Plant Covers for Winter

Keep your plants safe from frost by using winter plant covers. These chill-chasing covers give plants a cozy hideaway that’s warmer than surrounding air. The difference is often only a few degrees, but those degrees make a big difference. Protecting plants from freezes isn’t difficult.

One of the most common winter plant covers is a frost blanket or floating row cover that you toss over plants before a freeze arrives. Frost blankets work by excluding cold air and creating an insulating air pocket around plants. Heat from soil, which is warmer than air, is trapped beneath the blanket and held near plants.

These cold-defeating fabrics are made from a woven polypropylene that’s lightweight and breathable. The material allows sunlight and water to reach plants, but keeps frost out. Most of these winter plant covers are also UV-stabilized. This means the materials won’t break down quickly when exposed to sunlight and can be used for several growing seasons.
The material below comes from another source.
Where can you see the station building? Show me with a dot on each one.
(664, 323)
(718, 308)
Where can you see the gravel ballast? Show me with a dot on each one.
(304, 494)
Frost blankets come in varying thicknesses. Thicker blankets protect plants to a greater degree than thinner ones. Thicker blankets also exclude more light. Thinner frost blankets typically protect plants to 28° F and permit 70 percent of sunlight to reach plants. Thicker blankets protect plants from 24 to 26° F and allow 30 percent of sunlight to reach plants. It’s most economical to purchase frost blanket rolls 20 to 100 feet long, 6 or 12 feet wide. Cut the fabric into custom sizes, and sew pieces together as needed to form larger blankets.

Although frost blankets can lie directly on plants, you’ll get the best protection when you create a framework that holds the winter plant covers above plants. Build a temporary or permanent framework using flexible PVC pipes slid over pieces of rebar driven into the ground. Or drape the blanket over short wire garden fencing. Using materials you have on hand is the secret to creating an inexpensive support system.

When using a frost blanket, be sure to anchor the edges to exclude all cold air. Hold edges down with landscape pins, bricks, lumber or other available materials. Or bury edges in a shallow trench, anchoring them with soil.